José Ramón Villanueva Herrero

(publicado en: El Periódico de Aragón, 2 mayo 2019)

 

 

 

 

PATRIOTISMO REPUBLICANO

PATRIOTISMO REPUBLICANO

 

     De un tiempo a esta parte estamos asistiendo a cómo las derechas españolistas, aprovechando la tensa situación política generada por el conflicto catalán, intentan monopolizar el sentimiento patriótico de una manera excluyente y como ariete político frente a sus adversarios, con un airear de banderas y voceríos patrioteros que a nada conducen.

     El añorado político vasco Mario Onaindía Natxiondo (1948-2003), en su libro La construcción de la nación española. Republicanismo y nacionalismo en la Ilustración (2002), nos ofrece algunas claves para distinguir el verdadero significado de los conceptos de “patriotismo” y “nacionalismo”, tan manidos como instrumentalizados con harta frecuencia. De entrada, Onaindía nos recordaba que la idea de “patria” procede del latín “terra patria”, el cual constituye “uno de los conceptos fundamentales de la tradición republicana”, entendiendo por tal su acepción latina, la “res publica”, esto es el bien común, concepto éste que, nos advierte, será tomado por el nacionalismo para otorgarle un sentido muy distinto. Aunque el lenguaje corriente considera sinónimos “patriotismo” y “nacionalismo”, éstos deben de diferenciarse ya que, “para los patriotas de inspiración republicana, el valor principal es la República y la forma libre que ésta permite, en cambio, los nacionalistas consideran que los valores primordiales son la unidad espiritual y cultural del pueblo, dejando en segundo término u olvidando totalmente la lealtad hacia las instituciones que garantizan las libertades”. En consecuencia, ello implica actitudes personales distintas ya que, mientras el patriotismo “trata de producir un tipo de ciudadano libre que tiene su esfera de seguridad garantizada por las leyes y por tanto trata de defenderlas porque constituyen una barrera que salvaguarda la seguridad individual”, el nacionalismo busca una cohesión social  que “genera un individuo que trata de fundirse con la comunidad, de manera acrítica y renunciando a su esfera de autonomía individual” un nacionalismo, además,  obsesionado con  la “exaltación estatal de la raza, la lengua y la historia”, esta última siempre concebida (y mitificada) a la medida de intereses políticos concretos.

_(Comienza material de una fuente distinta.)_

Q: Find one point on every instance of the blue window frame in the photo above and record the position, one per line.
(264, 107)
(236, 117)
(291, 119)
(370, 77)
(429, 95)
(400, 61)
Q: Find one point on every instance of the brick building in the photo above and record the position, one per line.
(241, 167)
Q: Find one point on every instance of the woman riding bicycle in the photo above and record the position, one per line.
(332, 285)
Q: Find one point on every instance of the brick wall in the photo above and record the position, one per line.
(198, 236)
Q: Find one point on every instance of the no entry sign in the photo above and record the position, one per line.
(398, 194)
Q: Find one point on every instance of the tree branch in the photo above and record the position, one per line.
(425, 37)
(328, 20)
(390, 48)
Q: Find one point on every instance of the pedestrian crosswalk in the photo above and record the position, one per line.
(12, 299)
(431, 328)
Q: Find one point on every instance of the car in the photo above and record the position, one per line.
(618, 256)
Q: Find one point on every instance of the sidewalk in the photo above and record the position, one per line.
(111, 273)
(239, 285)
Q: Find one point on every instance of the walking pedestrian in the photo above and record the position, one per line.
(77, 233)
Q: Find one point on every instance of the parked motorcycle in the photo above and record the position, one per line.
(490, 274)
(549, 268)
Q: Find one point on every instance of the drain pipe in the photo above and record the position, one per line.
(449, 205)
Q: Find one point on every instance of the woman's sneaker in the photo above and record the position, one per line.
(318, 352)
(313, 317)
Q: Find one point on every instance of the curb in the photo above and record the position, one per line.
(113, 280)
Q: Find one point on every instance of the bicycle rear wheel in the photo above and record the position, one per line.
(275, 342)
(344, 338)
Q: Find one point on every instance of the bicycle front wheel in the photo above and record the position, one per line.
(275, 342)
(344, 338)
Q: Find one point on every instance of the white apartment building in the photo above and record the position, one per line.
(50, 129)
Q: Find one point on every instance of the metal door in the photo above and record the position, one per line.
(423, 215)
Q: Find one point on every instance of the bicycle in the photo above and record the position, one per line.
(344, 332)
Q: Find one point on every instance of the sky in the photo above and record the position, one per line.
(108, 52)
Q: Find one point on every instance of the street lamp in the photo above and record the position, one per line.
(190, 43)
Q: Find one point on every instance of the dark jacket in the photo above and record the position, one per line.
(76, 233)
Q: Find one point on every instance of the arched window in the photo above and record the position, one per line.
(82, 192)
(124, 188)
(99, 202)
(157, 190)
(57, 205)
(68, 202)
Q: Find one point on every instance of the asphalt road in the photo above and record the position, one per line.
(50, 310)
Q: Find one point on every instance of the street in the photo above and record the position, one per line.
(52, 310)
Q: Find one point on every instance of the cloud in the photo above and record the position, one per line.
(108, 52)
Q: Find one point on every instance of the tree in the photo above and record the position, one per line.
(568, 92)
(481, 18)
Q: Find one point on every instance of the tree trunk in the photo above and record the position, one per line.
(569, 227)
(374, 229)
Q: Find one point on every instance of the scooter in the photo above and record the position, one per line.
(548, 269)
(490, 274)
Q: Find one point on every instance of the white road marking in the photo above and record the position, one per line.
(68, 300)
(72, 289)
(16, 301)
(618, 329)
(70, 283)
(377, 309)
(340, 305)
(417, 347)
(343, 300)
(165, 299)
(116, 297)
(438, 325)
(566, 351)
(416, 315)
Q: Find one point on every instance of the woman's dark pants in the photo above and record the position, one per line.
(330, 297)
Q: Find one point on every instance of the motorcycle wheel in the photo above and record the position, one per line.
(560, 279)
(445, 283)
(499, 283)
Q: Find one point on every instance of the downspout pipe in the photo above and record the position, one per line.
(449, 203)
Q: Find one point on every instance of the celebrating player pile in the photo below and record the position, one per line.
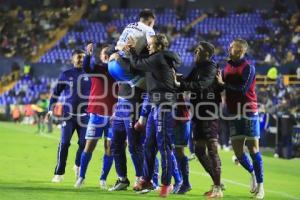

Frente a ello, para Onaindía, el auténtico patriotismo republicano “no necesita unidad cultural, moral o religiosa; exige otro tipo de unidad, la unidad política, sustentada por el nexo con la idea de República, que consiste en la defensa de la ley, que garantiza la libertad”. De este modo, el concepto de “patria” sería sinónimo de “república” (res publica) y esta, de “bien común”.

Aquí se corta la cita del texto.